Tampoco eso era nada nuevo. La semana pasada, siguiendo la ruta del cauce del río Eume hasta el Monasterio de Caaveiro desde donde se divisa un frondoso bosque autóctono, descubrí, entre unas ruinas muy dignamente restauradas, lo que se piensa podían haber sido cubículos en los que se encerraba y torturaba a personas sometidas a la Inquisición. En medio de tanto aislamiento creí en las meigas y en el enorme poder que debían sentir aquellos monjes sobre ellas. Históricamente el modelo social desarrollado por las élites eclesiásticas, políticas y económicas consideraba que el saber de las mujeres representaba una amenaza, especialmente porque tenían conocimientos sobre el control de la reproducción. Imagino que prescribir pócimas abortivas implicaba la posibilidad de ejercer una sexualidad más libre que ponía en riesgo la hegemonía masculina. Así, que las mujeres osaran elegir un camino distinto provocó tanta desconfianza en los hombres que Europa quedó cubierta de cenizas después de que miles de mujeres fueran quemadas en hogueras tras ser torturadas por ser diferentes. Porque las brujas no eran otra cosa que parteras, alquimistas, perfumistas, nodrizas o cocineras que tenían conocimiento de plantas, animales y minerales, y que prestaban un importante servicio a la comunidad. Asistencia ésta, que era interpretada por los grupos dominantes como un poder del Diablo.

En general, las religiones monoteístas se han esforzado mucho en condenar el deseo de la mujer y en tratar de constreñir el erotismo femenino a la tarea de la reproducción. Muchas mujeres, no obstante, supieron convertir la religión en su mejor aliada para disponer de una libertad que no podían obtener en el ámbito familiar. En ocasiones ser monja y estar enclaustrada de por vida era la única opción para disfrutar de cierta independencia para dedicarse al estudio de las artes, las letras y el conocimiento en general.

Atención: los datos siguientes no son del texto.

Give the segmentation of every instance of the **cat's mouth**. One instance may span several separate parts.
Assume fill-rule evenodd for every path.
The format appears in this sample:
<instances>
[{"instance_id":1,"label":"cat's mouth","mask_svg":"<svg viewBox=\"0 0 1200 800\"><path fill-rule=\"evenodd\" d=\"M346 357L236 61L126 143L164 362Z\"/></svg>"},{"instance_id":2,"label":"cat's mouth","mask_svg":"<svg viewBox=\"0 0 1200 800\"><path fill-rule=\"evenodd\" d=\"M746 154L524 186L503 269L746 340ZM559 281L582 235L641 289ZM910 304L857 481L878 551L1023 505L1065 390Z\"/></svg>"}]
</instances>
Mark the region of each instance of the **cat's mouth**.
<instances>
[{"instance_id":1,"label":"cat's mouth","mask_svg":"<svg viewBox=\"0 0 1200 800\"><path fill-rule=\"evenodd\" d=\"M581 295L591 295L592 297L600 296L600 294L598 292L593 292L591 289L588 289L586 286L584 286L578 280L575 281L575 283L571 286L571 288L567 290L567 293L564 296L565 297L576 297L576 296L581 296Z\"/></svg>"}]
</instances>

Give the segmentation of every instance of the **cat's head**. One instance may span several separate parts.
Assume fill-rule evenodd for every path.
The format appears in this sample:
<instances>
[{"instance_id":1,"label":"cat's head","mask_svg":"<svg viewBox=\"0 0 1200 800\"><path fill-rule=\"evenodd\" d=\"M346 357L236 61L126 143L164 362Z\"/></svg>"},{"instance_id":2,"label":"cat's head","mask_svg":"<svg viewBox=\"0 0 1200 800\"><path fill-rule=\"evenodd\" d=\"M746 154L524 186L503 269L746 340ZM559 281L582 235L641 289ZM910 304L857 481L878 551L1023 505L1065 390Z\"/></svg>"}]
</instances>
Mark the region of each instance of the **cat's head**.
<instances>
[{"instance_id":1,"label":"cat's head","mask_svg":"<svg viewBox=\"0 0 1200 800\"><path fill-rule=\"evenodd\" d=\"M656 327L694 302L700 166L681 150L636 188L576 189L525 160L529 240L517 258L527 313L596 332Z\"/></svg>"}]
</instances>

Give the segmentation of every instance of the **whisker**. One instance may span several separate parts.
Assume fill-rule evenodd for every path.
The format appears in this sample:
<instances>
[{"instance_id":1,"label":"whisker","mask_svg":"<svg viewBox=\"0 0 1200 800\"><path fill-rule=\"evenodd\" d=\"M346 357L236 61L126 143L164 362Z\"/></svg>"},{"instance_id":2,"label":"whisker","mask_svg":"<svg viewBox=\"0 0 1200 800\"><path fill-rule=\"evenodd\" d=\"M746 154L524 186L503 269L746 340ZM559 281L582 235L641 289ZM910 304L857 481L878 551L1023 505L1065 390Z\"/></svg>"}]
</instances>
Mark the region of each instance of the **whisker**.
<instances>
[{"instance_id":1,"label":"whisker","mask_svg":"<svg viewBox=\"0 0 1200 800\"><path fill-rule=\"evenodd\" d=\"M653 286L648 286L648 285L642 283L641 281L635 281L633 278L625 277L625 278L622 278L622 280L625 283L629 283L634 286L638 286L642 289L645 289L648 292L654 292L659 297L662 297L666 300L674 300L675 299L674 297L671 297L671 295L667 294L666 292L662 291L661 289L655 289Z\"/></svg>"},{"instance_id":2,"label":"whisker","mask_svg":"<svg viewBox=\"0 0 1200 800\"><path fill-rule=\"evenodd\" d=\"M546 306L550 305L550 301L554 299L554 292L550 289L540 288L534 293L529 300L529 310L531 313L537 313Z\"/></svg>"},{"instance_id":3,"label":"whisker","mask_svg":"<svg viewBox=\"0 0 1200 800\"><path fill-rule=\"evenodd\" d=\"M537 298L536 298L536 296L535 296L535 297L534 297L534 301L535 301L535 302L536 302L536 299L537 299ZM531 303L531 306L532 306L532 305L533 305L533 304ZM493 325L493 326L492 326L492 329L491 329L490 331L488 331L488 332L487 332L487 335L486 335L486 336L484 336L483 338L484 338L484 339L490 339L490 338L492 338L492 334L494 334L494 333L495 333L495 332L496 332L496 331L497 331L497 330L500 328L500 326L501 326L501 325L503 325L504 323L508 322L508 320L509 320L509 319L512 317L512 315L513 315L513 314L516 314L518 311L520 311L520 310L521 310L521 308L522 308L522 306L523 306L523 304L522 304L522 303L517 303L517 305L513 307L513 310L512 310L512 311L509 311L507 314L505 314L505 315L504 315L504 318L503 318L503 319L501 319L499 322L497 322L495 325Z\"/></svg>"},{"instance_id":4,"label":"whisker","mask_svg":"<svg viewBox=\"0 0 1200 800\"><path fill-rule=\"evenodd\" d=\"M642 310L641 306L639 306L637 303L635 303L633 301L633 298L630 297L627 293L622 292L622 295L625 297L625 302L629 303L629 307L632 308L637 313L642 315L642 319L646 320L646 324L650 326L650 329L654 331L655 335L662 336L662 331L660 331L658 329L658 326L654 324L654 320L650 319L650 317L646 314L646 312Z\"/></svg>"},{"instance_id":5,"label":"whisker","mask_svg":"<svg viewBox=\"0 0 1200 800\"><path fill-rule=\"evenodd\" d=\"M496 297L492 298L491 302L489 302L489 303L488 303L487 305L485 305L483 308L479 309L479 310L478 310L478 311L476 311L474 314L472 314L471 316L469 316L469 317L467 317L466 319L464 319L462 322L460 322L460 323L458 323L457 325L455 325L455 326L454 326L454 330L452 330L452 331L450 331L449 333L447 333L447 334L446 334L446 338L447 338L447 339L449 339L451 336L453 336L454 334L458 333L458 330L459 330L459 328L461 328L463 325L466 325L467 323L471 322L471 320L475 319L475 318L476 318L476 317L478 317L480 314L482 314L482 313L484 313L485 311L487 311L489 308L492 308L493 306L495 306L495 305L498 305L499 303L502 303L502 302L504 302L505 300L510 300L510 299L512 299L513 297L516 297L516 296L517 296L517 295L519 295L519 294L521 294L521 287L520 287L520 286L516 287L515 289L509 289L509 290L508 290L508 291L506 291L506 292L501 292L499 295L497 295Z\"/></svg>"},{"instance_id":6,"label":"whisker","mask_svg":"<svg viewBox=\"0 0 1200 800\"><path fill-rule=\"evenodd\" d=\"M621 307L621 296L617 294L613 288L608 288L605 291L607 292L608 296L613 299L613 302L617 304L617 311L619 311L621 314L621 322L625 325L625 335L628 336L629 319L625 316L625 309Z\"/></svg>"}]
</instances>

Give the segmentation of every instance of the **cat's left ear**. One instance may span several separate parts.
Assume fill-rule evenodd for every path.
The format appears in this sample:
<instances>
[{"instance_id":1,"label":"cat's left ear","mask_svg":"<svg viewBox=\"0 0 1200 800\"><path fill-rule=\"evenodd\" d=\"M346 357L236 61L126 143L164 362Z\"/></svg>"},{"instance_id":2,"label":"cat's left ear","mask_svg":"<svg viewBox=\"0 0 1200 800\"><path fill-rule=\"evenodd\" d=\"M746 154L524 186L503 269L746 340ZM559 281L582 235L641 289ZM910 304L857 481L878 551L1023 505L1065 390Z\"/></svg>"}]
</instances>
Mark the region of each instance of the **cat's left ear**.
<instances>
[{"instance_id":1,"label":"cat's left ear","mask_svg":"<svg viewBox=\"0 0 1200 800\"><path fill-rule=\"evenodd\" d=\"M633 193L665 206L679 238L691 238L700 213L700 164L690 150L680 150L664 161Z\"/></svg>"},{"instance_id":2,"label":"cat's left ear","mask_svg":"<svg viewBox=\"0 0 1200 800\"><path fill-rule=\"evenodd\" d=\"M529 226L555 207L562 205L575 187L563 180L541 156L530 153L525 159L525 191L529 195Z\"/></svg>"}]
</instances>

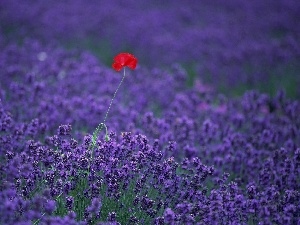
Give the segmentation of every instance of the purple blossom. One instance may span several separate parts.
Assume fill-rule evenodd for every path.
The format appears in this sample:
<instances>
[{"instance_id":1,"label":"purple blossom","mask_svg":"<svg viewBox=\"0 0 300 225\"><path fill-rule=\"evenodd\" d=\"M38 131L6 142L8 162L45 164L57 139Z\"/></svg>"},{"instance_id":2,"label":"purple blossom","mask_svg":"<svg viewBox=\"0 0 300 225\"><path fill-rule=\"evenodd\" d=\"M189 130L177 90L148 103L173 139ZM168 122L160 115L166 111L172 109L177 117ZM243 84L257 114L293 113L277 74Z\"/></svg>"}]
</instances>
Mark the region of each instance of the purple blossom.
<instances>
[{"instance_id":1,"label":"purple blossom","mask_svg":"<svg viewBox=\"0 0 300 225\"><path fill-rule=\"evenodd\" d=\"M3 0L0 223L299 223L299 3L269 3Z\"/></svg>"}]
</instances>

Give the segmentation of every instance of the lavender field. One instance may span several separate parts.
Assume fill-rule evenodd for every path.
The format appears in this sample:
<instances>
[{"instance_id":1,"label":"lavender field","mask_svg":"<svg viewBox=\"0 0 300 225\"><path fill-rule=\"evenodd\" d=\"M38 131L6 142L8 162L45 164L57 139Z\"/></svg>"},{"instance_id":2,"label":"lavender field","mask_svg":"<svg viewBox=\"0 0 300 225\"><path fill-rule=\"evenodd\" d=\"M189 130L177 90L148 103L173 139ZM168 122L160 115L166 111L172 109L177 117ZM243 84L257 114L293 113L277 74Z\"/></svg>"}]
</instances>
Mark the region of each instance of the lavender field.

Podía ser también que el encierro no fuera tan voluntario: Cuántas mujeres a lo largo de la historia no han sido encerradas en manicomios por culpa de su sexualidad. Ya en la antigua Grecia, un mito cuenta que el útero no está estático sino que deambula por el cuerpo de la mujer, causando enfermedades a la víctima cuando llega al pecho. De la raíz griega para útero: hystera, llega esa supuesta enfermedad que los griegos habían descrito como “útero ardiente”.

Así llegamos al siglo XIX donde la Histeria se convirtió en una especie de plaga que hizo que las mujeres, a causa de cualquier comportamiento extraño —ansiedad, irritabilidad, fantasías sexuales—, pasaran de la hoguera a la ducha fría de los manicomios. Y es que a pesar del paso de los siglos, aún no se consideraba a las mujeres seres sexuales. Mira por donde, en 1870, un médico británico, Joseph Mortimer Granville, harto de la tediosa tarea que acarreaba la técnica para paliar el “paroxismo histérico” de las mujeres, patentó, antes incluso que la plancha, el primer vibrador electro-mecánico con forma fálica que, a pesar de su tamaño considerable, fue todo un éxito pues lograba “aliviar” a las pacientes en menos de diez minutos de manera relativamente sencilla. A veces la vida regala cierta justicia poética.